For those of you with a jihad against deer, this may be the route to go. The AK-47 is most commonly chambered for the 7.62x39 cartridge. Before you balk, consider that this round’s performance is almost identical to the venerable .30-30.

How many deer have fallen to the old levergun special? There’s no telling, but it’s piles and piles. The AK is more than up to the task of tipping deer over.

The fact that most AKs are relatively short guns lends them to thick woods better, and unless you’ve got a scope or red dot, you’d better keep your shots inside of 50 yards with those iron sights.

I feel totally comfortable taking a crack at a deer at 100 yards with my Yugoslavian M70B2 with a Bushnell red dot. I can ring a 10-inch plate at 100 yards with it for an entire 30-round magazine — offhand. On a bench, it’s a 4-inch gun all day, with a blazing hot 16-inch barrel.
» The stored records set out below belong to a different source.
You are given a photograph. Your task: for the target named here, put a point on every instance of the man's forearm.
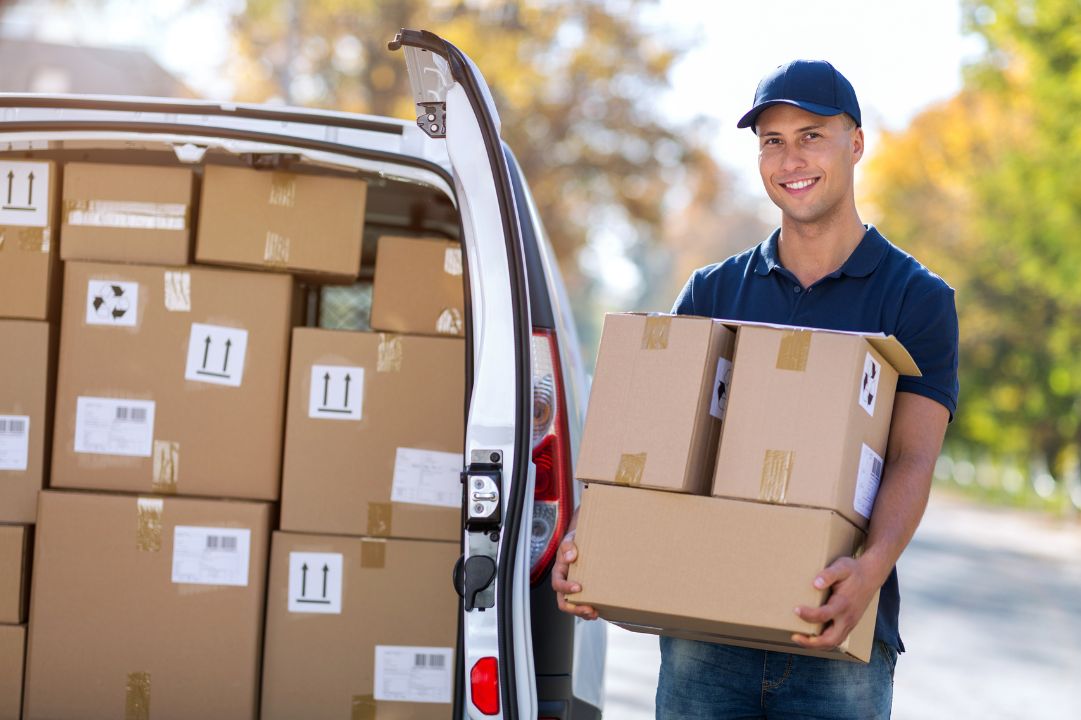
(902, 500)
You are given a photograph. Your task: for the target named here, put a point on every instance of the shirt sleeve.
(928, 329)
(684, 303)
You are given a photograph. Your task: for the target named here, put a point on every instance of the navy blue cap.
(814, 85)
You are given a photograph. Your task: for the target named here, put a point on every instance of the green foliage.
(984, 189)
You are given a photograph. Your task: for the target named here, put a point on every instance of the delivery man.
(822, 268)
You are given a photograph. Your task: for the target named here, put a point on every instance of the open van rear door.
(454, 106)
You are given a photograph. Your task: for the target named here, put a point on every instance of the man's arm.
(916, 439)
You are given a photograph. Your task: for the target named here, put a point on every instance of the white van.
(451, 174)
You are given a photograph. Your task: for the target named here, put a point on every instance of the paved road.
(991, 616)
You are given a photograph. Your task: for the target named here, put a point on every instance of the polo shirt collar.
(861, 263)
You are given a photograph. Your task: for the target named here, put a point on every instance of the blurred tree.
(984, 189)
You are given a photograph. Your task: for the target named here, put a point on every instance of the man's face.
(808, 160)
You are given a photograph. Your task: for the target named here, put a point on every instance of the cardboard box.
(146, 608)
(374, 435)
(417, 287)
(657, 401)
(12, 656)
(27, 356)
(14, 573)
(276, 221)
(29, 264)
(810, 416)
(172, 381)
(127, 213)
(710, 569)
(379, 641)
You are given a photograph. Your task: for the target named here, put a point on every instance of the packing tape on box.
(655, 334)
(127, 214)
(452, 261)
(137, 696)
(795, 347)
(631, 467)
(177, 284)
(449, 321)
(276, 250)
(389, 354)
(167, 466)
(282, 190)
(364, 707)
(373, 552)
(776, 472)
(378, 519)
(148, 511)
(26, 239)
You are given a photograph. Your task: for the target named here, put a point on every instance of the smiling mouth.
(800, 184)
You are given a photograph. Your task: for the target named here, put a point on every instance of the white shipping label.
(177, 291)
(24, 194)
(413, 675)
(427, 477)
(337, 392)
(868, 478)
(211, 556)
(722, 382)
(315, 583)
(216, 355)
(868, 384)
(111, 303)
(111, 426)
(14, 442)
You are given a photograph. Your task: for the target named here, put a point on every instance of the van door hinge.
(432, 121)
(483, 490)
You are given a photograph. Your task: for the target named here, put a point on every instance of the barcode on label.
(425, 660)
(131, 414)
(12, 426)
(227, 543)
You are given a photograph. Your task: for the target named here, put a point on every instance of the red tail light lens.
(484, 685)
(551, 496)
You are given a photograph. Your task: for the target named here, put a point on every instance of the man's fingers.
(831, 610)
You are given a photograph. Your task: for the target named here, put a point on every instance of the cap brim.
(749, 119)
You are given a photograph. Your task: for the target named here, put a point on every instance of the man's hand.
(853, 589)
(568, 552)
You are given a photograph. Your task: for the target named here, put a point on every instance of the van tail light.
(484, 685)
(551, 455)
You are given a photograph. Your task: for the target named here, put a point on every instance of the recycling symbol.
(112, 303)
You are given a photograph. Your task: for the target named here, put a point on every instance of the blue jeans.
(707, 681)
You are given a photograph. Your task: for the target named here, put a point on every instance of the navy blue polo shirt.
(879, 289)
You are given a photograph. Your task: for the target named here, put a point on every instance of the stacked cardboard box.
(361, 620)
(172, 380)
(417, 287)
(146, 608)
(792, 476)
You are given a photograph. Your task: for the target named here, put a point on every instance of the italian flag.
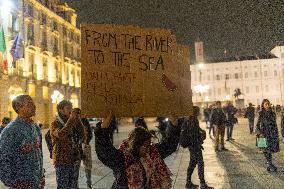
(3, 53)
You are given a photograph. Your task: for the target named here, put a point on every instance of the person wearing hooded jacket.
(137, 163)
(65, 151)
(266, 126)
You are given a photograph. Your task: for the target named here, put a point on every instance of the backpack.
(185, 134)
(49, 142)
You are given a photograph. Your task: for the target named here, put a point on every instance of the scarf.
(61, 118)
(150, 172)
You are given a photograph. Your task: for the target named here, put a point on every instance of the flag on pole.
(3, 53)
(199, 52)
(17, 50)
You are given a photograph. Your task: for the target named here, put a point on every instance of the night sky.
(243, 28)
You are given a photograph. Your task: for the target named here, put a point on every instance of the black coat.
(266, 125)
(218, 117)
(250, 113)
(114, 158)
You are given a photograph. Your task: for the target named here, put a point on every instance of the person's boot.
(205, 186)
(190, 185)
(271, 167)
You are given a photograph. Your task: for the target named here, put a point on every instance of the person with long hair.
(266, 127)
(137, 163)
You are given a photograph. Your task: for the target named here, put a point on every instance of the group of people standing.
(21, 157)
(137, 163)
(219, 118)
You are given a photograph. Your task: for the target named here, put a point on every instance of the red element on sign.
(26, 148)
(168, 83)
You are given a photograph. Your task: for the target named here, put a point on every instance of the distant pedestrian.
(65, 150)
(21, 159)
(218, 120)
(138, 163)
(266, 126)
(230, 112)
(250, 115)
(113, 126)
(195, 148)
(5, 122)
(140, 122)
(87, 152)
(206, 113)
(282, 125)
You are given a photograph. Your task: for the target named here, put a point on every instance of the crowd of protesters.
(138, 162)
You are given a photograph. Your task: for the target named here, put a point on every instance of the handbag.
(261, 142)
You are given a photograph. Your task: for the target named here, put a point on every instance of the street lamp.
(6, 8)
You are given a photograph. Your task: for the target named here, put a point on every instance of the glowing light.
(6, 8)
(200, 65)
(207, 99)
(201, 88)
(228, 97)
(57, 96)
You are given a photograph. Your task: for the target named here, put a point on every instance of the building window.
(45, 92)
(247, 89)
(227, 76)
(218, 77)
(45, 69)
(265, 73)
(30, 10)
(32, 89)
(43, 19)
(275, 73)
(44, 41)
(236, 76)
(257, 89)
(54, 26)
(219, 91)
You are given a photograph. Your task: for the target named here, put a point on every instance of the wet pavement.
(242, 167)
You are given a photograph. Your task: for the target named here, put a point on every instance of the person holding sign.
(266, 127)
(138, 163)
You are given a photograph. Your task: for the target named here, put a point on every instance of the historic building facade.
(50, 70)
(257, 79)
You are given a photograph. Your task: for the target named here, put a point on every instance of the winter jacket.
(266, 125)
(21, 160)
(88, 130)
(65, 149)
(114, 158)
(195, 137)
(218, 117)
(250, 113)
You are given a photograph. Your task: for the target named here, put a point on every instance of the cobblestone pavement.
(242, 167)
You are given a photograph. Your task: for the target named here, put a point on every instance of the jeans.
(77, 165)
(220, 132)
(65, 176)
(230, 127)
(251, 125)
(196, 158)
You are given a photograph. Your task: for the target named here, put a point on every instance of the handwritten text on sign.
(128, 70)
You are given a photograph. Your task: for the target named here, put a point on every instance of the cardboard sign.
(133, 71)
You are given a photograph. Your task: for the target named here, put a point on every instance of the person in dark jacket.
(218, 119)
(5, 122)
(230, 112)
(195, 149)
(250, 115)
(140, 122)
(137, 159)
(87, 153)
(266, 126)
(282, 125)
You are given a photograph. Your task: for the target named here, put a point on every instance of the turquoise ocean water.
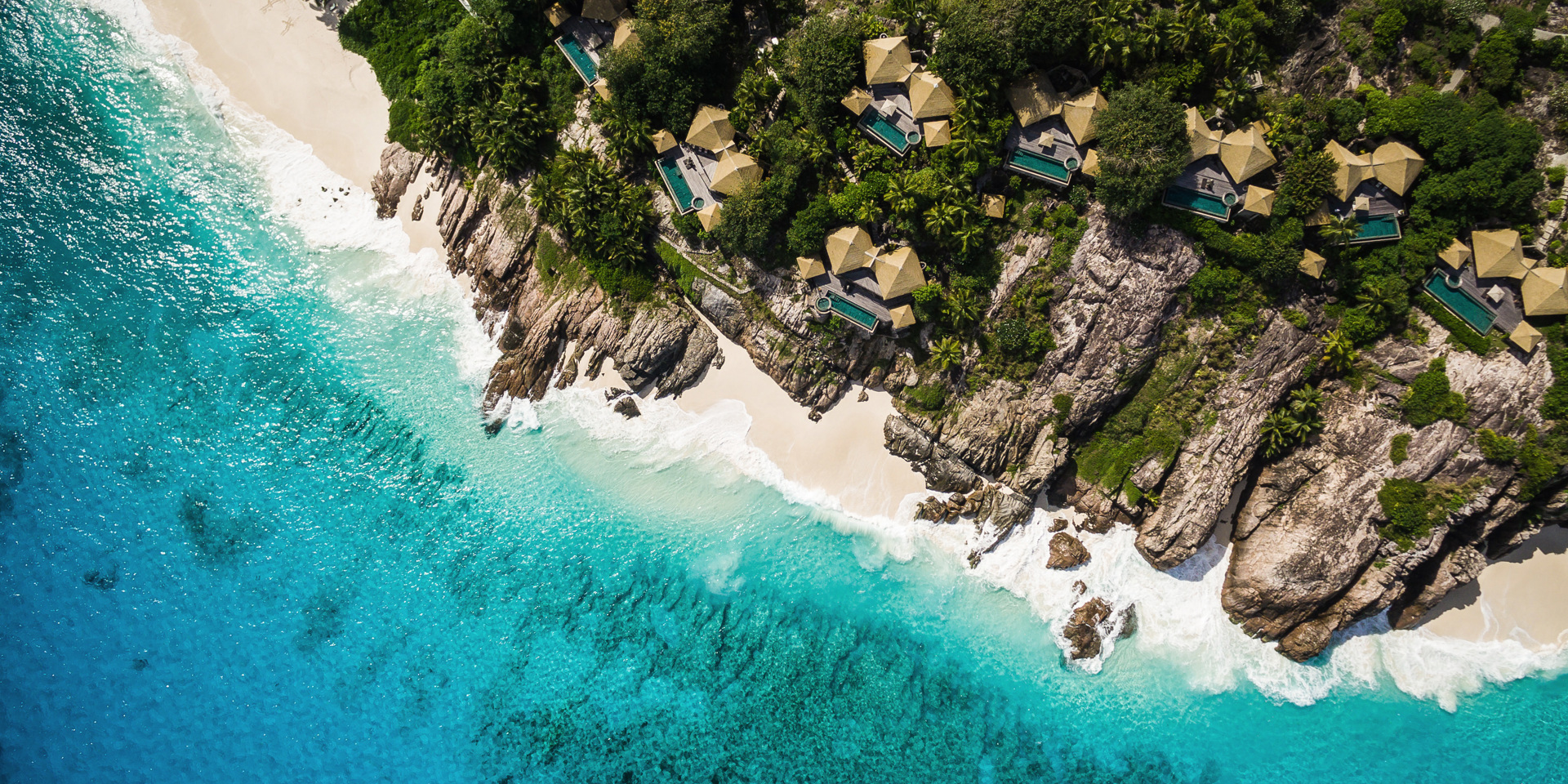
(253, 530)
Granted, these Yugos are some of the nicer AKs made.

Again, check into the magazine capacity laws for hunting before toting a banana magazine into the woods.

Odds and Ends

OK, so you don’t want to shoot a deer with a .223 and think the AK is too “terroristy” for your deer camp. What else is out there? How about a Mosin-Nagant rifle?

There are many variants of this Soviet bolt gun, but the most common is the M91/30. They can still be had for less than $150. And, they’re chambered for the 7.62x51 round, which is ballistically equivalent to the .30-06 (as is the German 8mm Mauser and Japanese 7.7x58 Arisaka — all WWII cartridges). Another choice is the English Lee-Enfield in .303 British or the famous German Mauser.

Want to go tactical on them in bow season? TenPoint Crossbows has developed the Tactical XLT, an all-black homage to the AR-platform rifle. The author whacked a hog at 40 yards in Alabama earlier this year with the Tactical XLT. It’s strong medicine when paired with a 125-grain NAP Spitfire expandable broadhead.

The options for mixing it up in your firearm selection abound. Why not try something new and challenging? Plus, who doesn’t need an excuse to buy another gun?